Das war der Zeitpunkt, an dem der Vorstand die Reißleine zog. Pfeiffer und seine Vorstandskollegen beriefen eine außerordentliche Mitgliederversammlung ein, auf der ein offizieller Beschluss über die Haltung des Vereins zu den DB-Burschenschaften gefasst werden soll.

 

Egal, wie er ausgeht, der Vorstand wird anschließend zurücktreten. Neuwahlen sind auf der Tagesordnung vorgesehen. Für die Zukunft sind nun drei Szenarien denkbar:

  • Auf der Versammlung kann kein neuer Vorstand gewählt werden. Der alte Vorstand bliebe kommissarisch im Amt, „dann würden wir aber den Marktfrühschoppen nicht ausrichten“, stellt Pfeiffer klar.
  • Es findet sich eine Mehrheit für einen Vorstand, der aus Mitgliedern der DB-Burschenschaften besteht.
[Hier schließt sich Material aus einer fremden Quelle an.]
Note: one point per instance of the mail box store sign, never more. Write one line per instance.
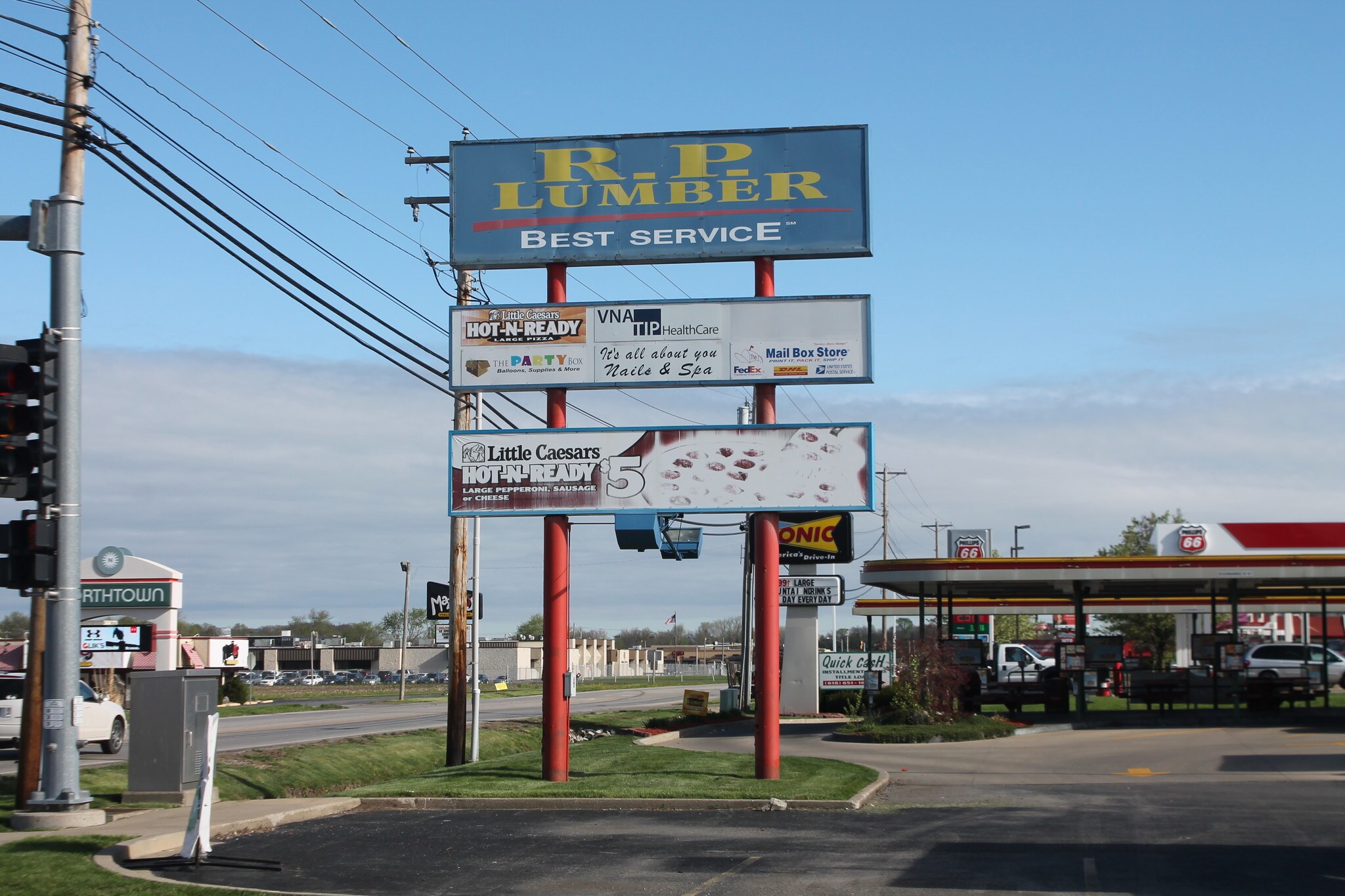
(661, 198)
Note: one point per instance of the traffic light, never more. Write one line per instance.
(26, 453)
(32, 545)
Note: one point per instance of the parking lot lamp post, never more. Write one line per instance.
(407, 609)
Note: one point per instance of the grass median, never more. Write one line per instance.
(272, 708)
(64, 865)
(618, 767)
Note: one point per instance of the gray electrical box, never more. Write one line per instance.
(169, 752)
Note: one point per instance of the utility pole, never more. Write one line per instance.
(887, 476)
(407, 609)
(937, 526)
(458, 539)
(61, 680)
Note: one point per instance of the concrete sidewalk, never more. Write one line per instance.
(155, 832)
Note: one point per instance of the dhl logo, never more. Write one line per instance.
(814, 535)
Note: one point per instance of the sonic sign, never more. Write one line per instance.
(797, 192)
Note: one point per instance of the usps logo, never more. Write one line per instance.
(1191, 539)
(970, 547)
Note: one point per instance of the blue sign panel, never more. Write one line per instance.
(720, 195)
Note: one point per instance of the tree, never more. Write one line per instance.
(417, 625)
(15, 625)
(529, 629)
(627, 639)
(1157, 629)
(319, 621)
(728, 630)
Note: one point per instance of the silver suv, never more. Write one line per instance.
(1282, 660)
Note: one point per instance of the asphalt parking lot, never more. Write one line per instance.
(1232, 832)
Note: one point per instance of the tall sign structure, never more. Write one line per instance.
(747, 195)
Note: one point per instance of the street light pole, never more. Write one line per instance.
(407, 609)
(1016, 548)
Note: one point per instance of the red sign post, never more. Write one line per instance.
(767, 553)
(556, 598)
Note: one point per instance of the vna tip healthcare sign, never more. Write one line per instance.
(720, 195)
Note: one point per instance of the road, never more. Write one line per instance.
(369, 716)
(1143, 812)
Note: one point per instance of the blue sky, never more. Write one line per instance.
(1124, 214)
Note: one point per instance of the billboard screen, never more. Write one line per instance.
(734, 341)
(797, 192)
(665, 469)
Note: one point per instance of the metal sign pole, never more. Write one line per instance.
(767, 536)
(61, 684)
(556, 597)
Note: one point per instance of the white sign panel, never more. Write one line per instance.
(697, 469)
(969, 544)
(814, 339)
(811, 591)
(115, 639)
(845, 671)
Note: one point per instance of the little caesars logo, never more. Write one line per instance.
(649, 322)
(970, 547)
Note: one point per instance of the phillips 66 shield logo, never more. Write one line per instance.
(1191, 539)
(970, 547)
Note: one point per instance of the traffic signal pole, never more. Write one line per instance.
(556, 597)
(61, 757)
(767, 553)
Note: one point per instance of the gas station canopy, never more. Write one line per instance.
(1269, 582)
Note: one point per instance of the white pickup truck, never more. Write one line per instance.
(1015, 662)
(101, 721)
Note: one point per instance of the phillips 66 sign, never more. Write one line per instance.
(797, 192)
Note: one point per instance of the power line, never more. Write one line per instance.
(282, 61)
(355, 43)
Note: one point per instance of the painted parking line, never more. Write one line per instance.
(1164, 734)
(715, 880)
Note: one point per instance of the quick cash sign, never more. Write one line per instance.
(797, 192)
(810, 339)
(666, 469)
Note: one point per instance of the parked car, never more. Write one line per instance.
(1279, 660)
(104, 721)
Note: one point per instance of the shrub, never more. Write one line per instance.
(233, 691)
(843, 702)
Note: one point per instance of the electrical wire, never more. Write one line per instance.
(282, 61)
(143, 187)
(355, 43)
(269, 247)
(433, 69)
(272, 169)
(269, 213)
(241, 127)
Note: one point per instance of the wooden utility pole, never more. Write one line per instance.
(30, 727)
(456, 753)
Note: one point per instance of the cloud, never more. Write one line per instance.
(280, 485)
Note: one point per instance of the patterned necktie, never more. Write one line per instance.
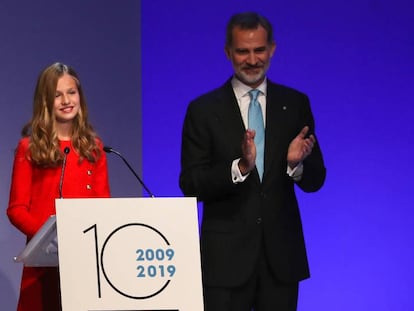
(256, 123)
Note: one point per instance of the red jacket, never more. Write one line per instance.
(32, 200)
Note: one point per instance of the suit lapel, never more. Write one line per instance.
(229, 118)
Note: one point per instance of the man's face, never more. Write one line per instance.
(250, 55)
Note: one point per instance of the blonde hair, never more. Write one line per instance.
(44, 146)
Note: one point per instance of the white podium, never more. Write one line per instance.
(129, 254)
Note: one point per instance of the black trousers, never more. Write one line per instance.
(262, 292)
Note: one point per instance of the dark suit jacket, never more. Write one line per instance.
(241, 218)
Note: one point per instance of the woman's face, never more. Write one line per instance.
(67, 100)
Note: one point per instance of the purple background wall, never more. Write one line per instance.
(353, 58)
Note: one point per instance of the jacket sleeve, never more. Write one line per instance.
(101, 187)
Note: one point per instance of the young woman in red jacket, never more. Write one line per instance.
(59, 126)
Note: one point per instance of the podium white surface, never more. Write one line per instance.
(129, 254)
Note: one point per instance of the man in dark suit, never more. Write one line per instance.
(252, 247)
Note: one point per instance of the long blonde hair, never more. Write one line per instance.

Diese Option ist denkbar, da offensichtlich einzelne DB-Burschenschafter in den Verein eingetreten sind. „Wenn der Verein von Mitgliedern der Deutschen Burschenschaft dominiert wird, wäre der Marktfrühschoppen kein Volksfest mehr, sondern ein Fest für Mitglieder der Deutschen Burschenschaft“, sagt Koch.
  • Nach der klaren Distanzierung des bisherigen Vorstands von den DB-Burschenschaften treten Mitglieder der Stadtteilgemeinden wieder in den Verein ein und versuchen einen Vorstand zu bilden, der sich klar gegen Germania, Normannia-Leipzig und Rheinfranken abgrenzt. In einem solchen Fall, und nur dann, könnten sich Pfeiffer und Koch vorstellen, bei der Vorbereitung eines Marktfrühschoppens zu beraten.